И этому были причины. Наш многоуважаемый Леонид Быков до сих пор ещё не появился на съёмочной площадке. Дома его не было, в больнице тоже, на киностудию Леонид Фёдорович также не забегал. Куда пропал главный режиссёр и главный герой кинокомедии, никто ответить не мог, включая и его законную жену. «Чёрт, чёрт, чёрт», — я трижды выругался про себя.
— Я вчера звонила в Москву, — произнесла с виноватым лицом актриса, — у меня 20 июня отчётный спектакль. И я в конце недели должна уехать.
— Хорошо, — кивнул я, — всё равно после четверга многие разъезжаются. У нас дальше по плану павильонные съёмки, в которых главный герой посещает больницу и бюрократа Шабашникова. Осталось решить только одну маленькую проблемочку.
— Какую?
— Найти товарища Быкова, и заставит его приступить к работе, — я сжал кулаки от беспомощности что-либо изменить. — Как будто мне больше всех надо. Бардак!

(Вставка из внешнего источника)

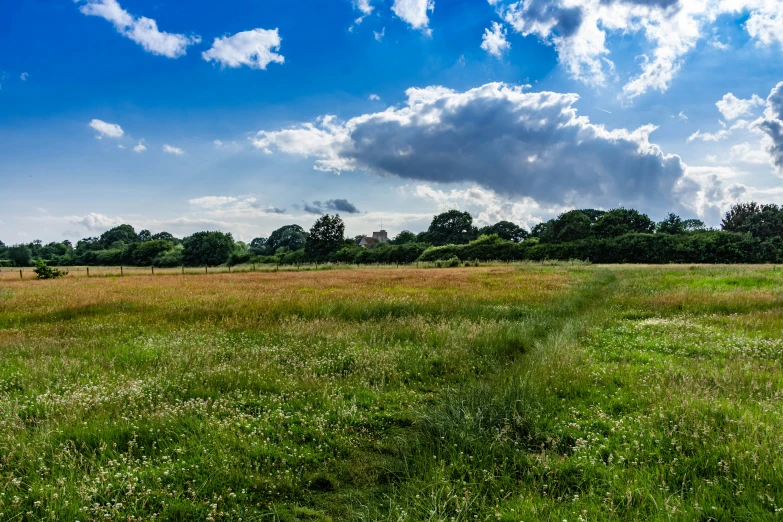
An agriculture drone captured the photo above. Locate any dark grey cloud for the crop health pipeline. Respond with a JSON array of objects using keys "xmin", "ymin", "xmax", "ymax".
[
  {"xmin": 302, "ymin": 199, "xmax": 359, "ymax": 214},
  {"xmin": 756, "ymin": 82, "xmax": 783, "ymax": 171},
  {"xmin": 257, "ymin": 84, "xmax": 685, "ymax": 211},
  {"xmin": 325, "ymin": 199, "xmax": 359, "ymax": 214}
]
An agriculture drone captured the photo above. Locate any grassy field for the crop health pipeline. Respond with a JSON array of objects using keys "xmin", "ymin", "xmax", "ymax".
[{"xmin": 0, "ymin": 264, "xmax": 783, "ymax": 522}]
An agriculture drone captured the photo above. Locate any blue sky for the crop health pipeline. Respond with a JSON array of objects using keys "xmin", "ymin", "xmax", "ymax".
[{"xmin": 0, "ymin": 0, "xmax": 783, "ymax": 243}]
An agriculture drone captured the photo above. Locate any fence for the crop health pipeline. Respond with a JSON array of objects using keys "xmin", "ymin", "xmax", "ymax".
[{"xmin": 0, "ymin": 263, "xmax": 454, "ymax": 281}]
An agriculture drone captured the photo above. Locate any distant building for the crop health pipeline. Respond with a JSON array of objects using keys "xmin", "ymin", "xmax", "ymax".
[{"xmin": 359, "ymin": 230, "xmax": 389, "ymax": 248}]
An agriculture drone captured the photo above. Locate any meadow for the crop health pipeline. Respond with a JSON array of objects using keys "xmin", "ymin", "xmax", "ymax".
[{"xmin": 0, "ymin": 263, "xmax": 783, "ymax": 522}]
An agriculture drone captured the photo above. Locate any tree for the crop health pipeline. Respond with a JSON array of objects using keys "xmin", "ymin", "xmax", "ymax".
[
  {"xmin": 101, "ymin": 225, "xmax": 139, "ymax": 248},
  {"xmin": 182, "ymin": 232, "xmax": 234, "ymax": 266},
  {"xmin": 5, "ymin": 245, "xmax": 32, "ymax": 267},
  {"xmin": 131, "ymin": 239, "xmax": 173, "ymax": 266},
  {"xmin": 427, "ymin": 210, "xmax": 478, "ymax": 245},
  {"xmin": 682, "ymin": 219, "xmax": 707, "ymax": 232},
  {"xmin": 390, "ymin": 230, "xmax": 416, "ymax": 245},
  {"xmin": 33, "ymin": 259, "xmax": 68, "ymax": 279},
  {"xmin": 305, "ymin": 214, "xmax": 345, "ymax": 261},
  {"xmin": 550, "ymin": 210, "xmax": 592, "ymax": 243},
  {"xmin": 266, "ymin": 225, "xmax": 307, "ymax": 255},
  {"xmin": 721, "ymin": 203, "xmax": 783, "ymax": 239},
  {"xmin": 592, "ymin": 208, "xmax": 655, "ymax": 238},
  {"xmin": 656, "ymin": 213, "xmax": 685, "ymax": 234},
  {"xmin": 479, "ymin": 221, "xmax": 530, "ymax": 243},
  {"xmin": 720, "ymin": 201, "xmax": 761, "ymax": 232}
]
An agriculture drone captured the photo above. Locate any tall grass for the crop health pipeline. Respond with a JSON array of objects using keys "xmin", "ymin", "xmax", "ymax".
[{"xmin": 0, "ymin": 264, "xmax": 783, "ymax": 522}]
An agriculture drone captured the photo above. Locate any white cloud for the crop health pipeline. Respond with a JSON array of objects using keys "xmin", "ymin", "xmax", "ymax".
[
  {"xmin": 353, "ymin": 0, "xmax": 374, "ymax": 16},
  {"xmin": 188, "ymin": 196, "xmax": 237, "ymax": 208},
  {"xmin": 392, "ymin": 0, "xmax": 435, "ymax": 34},
  {"xmin": 201, "ymin": 29, "xmax": 285, "ymax": 70},
  {"xmin": 753, "ymin": 82, "xmax": 783, "ymax": 174},
  {"xmin": 90, "ymin": 120, "xmax": 125, "ymax": 139},
  {"xmin": 715, "ymin": 93, "xmax": 764, "ymax": 120},
  {"xmin": 253, "ymin": 83, "xmax": 684, "ymax": 209},
  {"xmin": 745, "ymin": 0, "xmax": 783, "ymax": 45},
  {"xmin": 66, "ymin": 212, "xmax": 125, "ymax": 231},
  {"xmin": 406, "ymin": 185, "xmax": 571, "ymax": 229},
  {"xmin": 163, "ymin": 145, "xmax": 185, "ymax": 156},
  {"xmin": 481, "ymin": 22, "xmax": 511, "ymax": 58},
  {"xmin": 688, "ymin": 120, "xmax": 750, "ymax": 143},
  {"xmin": 74, "ymin": 0, "xmax": 201, "ymax": 58},
  {"xmin": 489, "ymin": 0, "xmax": 783, "ymax": 101}
]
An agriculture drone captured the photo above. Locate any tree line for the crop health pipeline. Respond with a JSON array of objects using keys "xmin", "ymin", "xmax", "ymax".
[{"xmin": 0, "ymin": 202, "xmax": 783, "ymax": 267}]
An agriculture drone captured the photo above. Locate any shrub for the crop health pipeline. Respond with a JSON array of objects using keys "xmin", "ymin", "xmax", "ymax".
[{"xmin": 33, "ymin": 259, "xmax": 68, "ymax": 279}]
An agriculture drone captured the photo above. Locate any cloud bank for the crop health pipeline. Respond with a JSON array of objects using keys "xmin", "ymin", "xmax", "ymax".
[
  {"xmin": 253, "ymin": 83, "xmax": 685, "ymax": 210},
  {"xmin": 488, "ymin": 0, "xmax": 783, "ymax": 100},
  {"xmin": 201, "ymin": 29, "xmax": 285, "ymax": 71},
  {"xmin": 74, "ymin": 0, "xmax": 201, "ymax": 58}
]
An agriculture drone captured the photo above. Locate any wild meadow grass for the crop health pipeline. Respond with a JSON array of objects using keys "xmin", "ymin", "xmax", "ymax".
[{"xmin": 0, "ymin": 264, "xmax": 783, "ymax": 522}]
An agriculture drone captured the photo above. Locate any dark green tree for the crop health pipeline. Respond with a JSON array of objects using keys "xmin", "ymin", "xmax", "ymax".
[
  {"xmin": 551, "ymin": 210, "xmax": 592, "ymax": 243},
  {"xmin": 682, "ymin": 219, "xmax": 707, "ymax": 232},
  {"xmin": 132, "ymin": 239, "xmax": 173, "ymax": 266},
  {"xmin": 305, "ymin": 214, "xmax": 345, "ymax": 261},
  {"xmin": 592, "ymin": 208, "xmax": 655, "ymax": 238},
  {"xmin": 427, "ymin": 210, "xmax": 478, "ymax": 245},
  {"xmin": 479, "ymin": 221, "xmax": 530, "ymax": 243},
  {"xmin": 720, "ymin": 201, "xmax": 761, "ymax": 232},
  {"xmin": 655, "ymin": 213, "xmax": 685, "ymax": 234},
  {"xmin": 100, "ymin": 225, "xmax": 139, "ymax": 248},
  {"xmin": 266, "ymin": 225, "xmax": 307, "ymax": 255},
  {"xmin": 5, "ymin": 245, "xmax": 33, "ymax": 267},
  {"xmin": 182, "ymin": 232, "xmax": 234, "ymax": 266},
  {"xmin": 390, "ymin": 230, "xmax": 416, "ymax": 245}
]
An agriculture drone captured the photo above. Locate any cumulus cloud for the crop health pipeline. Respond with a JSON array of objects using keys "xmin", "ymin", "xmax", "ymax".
[
  {"xmin": 71, "ymin": 212, "xmax": 125, "ymax": 231},
  {"xmin": 90, "ymin": 119, "xmax": 125, "ymax": 140},
  {"xmin": 481, "ymin": 22, "xmax": 511, "ymax": 58},
  {"xmin": 754, "ymin": 82, "xmax": 783, "ymax": 173},
  {"xmin": 489, "ymin": 0, "xmax": 783, "ymax": 101},
  {"xmin": 688, "ymin": 120, "xmax": 750, "ymax": 143},
  {"xmin": 201, "ymin": 29, "xmax": 285, "ymax": 70},
  {"xmin": 715, "ymin": 93, "xmax": 764, "ymax": 120},
  {"xmin": 302, "ymin": 199, "xmax": 359, "ymax": 214},
  {"xmin": 74, "ymin": 0, "xmax": 201, "ymax": 58},
  {"xmin": 163, "ymin": 145, "xmax": 185, "ymax": 156},
  {"xmin": 253, "ymin": 83, "xmax": 684, "ymax": 209},
  {"xmin": 392, "ymin": 0, "xmax": 435, "ymax": 34}
]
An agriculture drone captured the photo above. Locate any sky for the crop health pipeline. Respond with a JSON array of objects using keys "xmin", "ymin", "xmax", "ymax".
[{"xmin": 0, "ymin": 0, "xmax": 783, "ymax": 244}]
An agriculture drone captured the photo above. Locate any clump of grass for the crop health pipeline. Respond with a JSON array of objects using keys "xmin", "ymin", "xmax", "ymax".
[{"xmin": 0, "ymin": 263, "xmax": 783, "ymax": 521}]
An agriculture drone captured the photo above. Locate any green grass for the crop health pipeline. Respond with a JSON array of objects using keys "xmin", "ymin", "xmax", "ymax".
[{"xmin": 0, "ymin": 264, "xmax": 783, "ymax": 522}]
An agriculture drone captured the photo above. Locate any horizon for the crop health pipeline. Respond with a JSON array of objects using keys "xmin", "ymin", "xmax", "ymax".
[{"xmin": 0, "ymin": 0, "xmax": 783, "ymax": 245}]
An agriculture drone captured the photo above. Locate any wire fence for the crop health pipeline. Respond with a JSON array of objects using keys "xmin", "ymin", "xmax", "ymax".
[{"xmin": 0, "ymin": 263, "xmax": 460, "ymax": 281}]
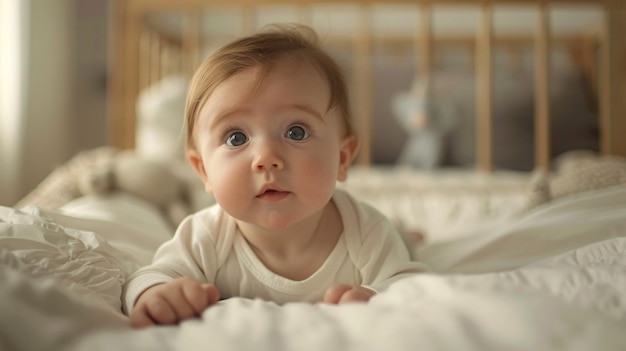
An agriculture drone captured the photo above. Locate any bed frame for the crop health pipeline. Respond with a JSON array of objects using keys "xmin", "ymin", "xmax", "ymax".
[{"xmin": 109, "ymin": 0, "xmax": 626, "ymax": 171}]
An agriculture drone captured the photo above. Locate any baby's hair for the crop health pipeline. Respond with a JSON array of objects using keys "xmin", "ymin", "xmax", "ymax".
[{"xmin": 185, "ymin": 24, "xmax": 354, "ymax": 149}]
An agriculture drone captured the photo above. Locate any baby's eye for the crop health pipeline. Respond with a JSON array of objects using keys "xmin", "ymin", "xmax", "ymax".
[
  {"xmin": 226, "ymin": 132, "xmax": 248, "ymax": 147},
  {"xmin": 285, "ymin": 126, "xmax": 309, "ymax": 140}
]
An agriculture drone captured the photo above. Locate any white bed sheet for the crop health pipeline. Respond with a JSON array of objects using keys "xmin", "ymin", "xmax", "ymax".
[{"xmin": 0, "ymin": 187, "xmax": 626, "ymax": 351}]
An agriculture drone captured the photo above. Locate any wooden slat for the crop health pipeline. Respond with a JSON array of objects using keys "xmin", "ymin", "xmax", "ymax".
[
  {"xmin": 599, "ymin": 3, "xmax": 626, "ymax": 157},
  {"xmin": 476, "ymin": 3, "xmax": 493, "ymax": 171},
  {"xmin": 535, "ymin": 5, "xmax": 550, "ymax": 170},
  {"xmin": 182, "ymin": 11, "xmax": 200, "ymax": 76},
  {"xmin": 418, "ymin": 4, "xmax": 434, "ymax": 87},
  {"xmin": 108, "ymin": 2, "xmax": 142, "ymax": 149},
  {"xmin": 351, "ymin": 5, "xmax": 374, "ymax": 166}
]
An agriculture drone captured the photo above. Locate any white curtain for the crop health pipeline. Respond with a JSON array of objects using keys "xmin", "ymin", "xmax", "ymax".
[{"xmin": 0, "ymin": 0, "xmax": 30, "ymax": 206}]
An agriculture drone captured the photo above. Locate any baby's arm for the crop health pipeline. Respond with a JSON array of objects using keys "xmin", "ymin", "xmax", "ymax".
[
  {"xmin": 130, "ymin": 277, "xmax": 219, "ymax": 328},
  {"xmin": 322, "ymin": 284, "xmax": 376, "ymax": 304}
]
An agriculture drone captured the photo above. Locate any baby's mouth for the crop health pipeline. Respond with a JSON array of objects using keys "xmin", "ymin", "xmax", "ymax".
[{"xmin": 257, "ymin": 189, "xmax": 290, "ymax": 202}]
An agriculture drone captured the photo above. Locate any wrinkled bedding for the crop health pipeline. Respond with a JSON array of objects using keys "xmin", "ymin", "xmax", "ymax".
[{"xmin": 0, "ymin": 187, "xmax": 626, "ymax": 351}]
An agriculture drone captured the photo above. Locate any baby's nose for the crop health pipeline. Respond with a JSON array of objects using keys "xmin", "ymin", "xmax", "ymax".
[{"xmin": 252, "ymin": 144, "xmax": 284, "ymax": 171}]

— Я тебя понимаю, — хихикнула Нонна. — Только не надо зацикливаться на негативе. У нас, между прочим, в театре тоже сплошной хаос и кавардак, но потом всё чудесным образом как-то само собой преображается и раскладывается по полочкам. Кстати, ты приедешь на мой отчётный спектакль?
— Спрашиваешь? — хмыкнул я и на мотив «Увезу тебя я в тундру» пропел:
Я поеду и приеду на оленях утром ранним
И отчаянно нагряну на отчётный твой показ, хэ-хэй!
Ты узнаешь, что напрасно режиссёров все ругают
Ты увидишь, я — прекрасный и крутой, как скалолаз.
— Хи-хи, врун, — снова захихикала актриса.
А между тем, слово «бардак» к середине дня пришлось повторить невообразимое число раз. Почти три часа до обеда мы усиленно снимали сцену, внеочередного собрания театральной труппы. Один час ушёл на то, чтобы красиво запечатлеть как актеры, переодетые в дворянские наряды, смешно передвигались по фойе и лестницам к месту собрания. Я задумал всё это действие смонтировать под динамичную музыку Хачатуряна «Танец с саблями», поэтому съёмка заведомо велась со скоростью в 16 кадров в секунду. Именно так снимал свои картины Чарли Чаплин, чтобы зрители в кинотеатрах ржали над неестественными ускоренными движениями киношных героев.
— Как дела? — постоянно интересовался дядя Йося.
— Как, как? Бардак, — ворчал я и командовал, чтобы актёры не вели себя в кадре словно истуканы. — Джентльмены! Вежливо улыбнулись друг другу, кивнули, сняли шляпы, поклонились, стукнулись лбами, поругались, потолкались, разошлись. Филиппов младший, ты тут самый здоровый, поэтому лезь напролом, как ледокол к Северному полюсу. Дядя Лёша Смирнов! Возьмите большую басовую трубу, так смешнее. Барышни дворянки, нужен небольшой конфликт около одного зеркала! Активней отмахивайтесь веерами! Молодцы! Но попрошу без рукоприкладства, мы же все здесь интеллигентные люди! Василич, снимай!